La World Rugby decidió esta semana otorgar a Francia la organización del mundial del año 2023. Antes está la cita de 2019 en Japón, a la que muy a nuestro pesar la selección española llega tarde. Otra vez.

Clasificarse para ese Mundial pasa por vencer en el Europeo de 2018 el partido en Madrid ante Rumanía (una selección que ha crecido sobremanera a rueda de los georgianos) y no fallar ante rivales a priori menores como Alemania o Bélgica. Ya sabemos que los georgianos no nos van a hacer papilla, pero vencerles es misión imposible -ya se han colado definitivamente en las ventanas de otoño de los grandes. Este fin de semana juegan en Cardiff ante Gales-.

Los georgianos tiene plaza directa para el Mundial, y la siguiente se la disputarán rumanos y españoles. Después queda una posibilidad de repesca que nos enfrentaría a algún equipo oceánico, casi con toda probabilidad. Pero lo más triste es que ir al Mundial, hoy por hoy, es para perder todos los encuentros y volver a casa con el cansino "lo importante es participar". Además clasificarse no es un disfrute, sino un torneo de rugby agónico.

Nos falta un plan, un horizonte y gente capaz de llevarnos hasta él. España sigue perdiendo trenes. Ya han anunciado que los vecinos organizarán la parada de 2023. ¿Un horizonte? Clasifiquémonos para Francia disfrutando del rugby, y juguemos ese Mundial con gente profesional capaz de dar la sorpresa al menos en un partido. ¿Cómo se hace eso? Faltan seis años para esa cita, que la Federación prepare a los que hoy tienen dieciocho años de verdad.

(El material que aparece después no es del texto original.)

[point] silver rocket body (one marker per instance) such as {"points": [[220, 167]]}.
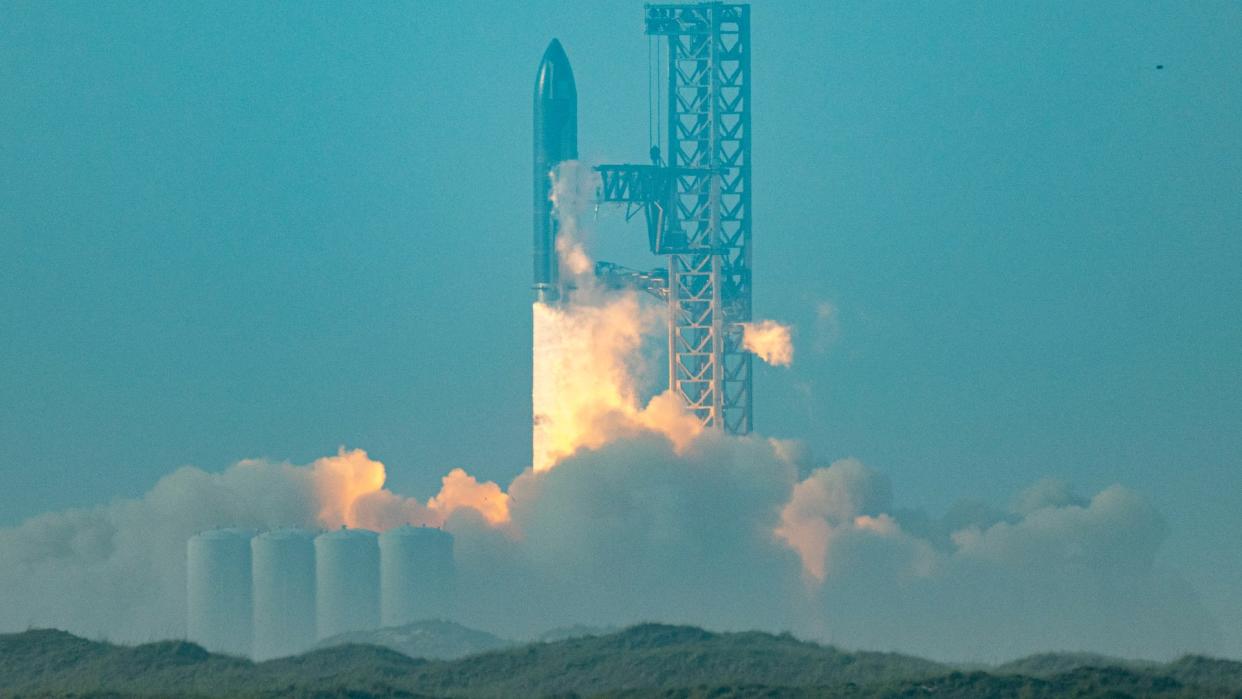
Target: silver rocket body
{"points": [[555, 130]]}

Los mejores deben tener un equipo profesional en el que desarrollar totalmente su talento. Para eso se precisa una planificación y trabajo duro para convencer a los patrocinadores de que ver su marca asociada a los valores de los que tanto hablamos es beneficioso. Se nos va el tiempo, nos quedamos atrás, y seguimos haciendo las mismas cosas de siempre. Llamen a Pichot, él les indicará el camino.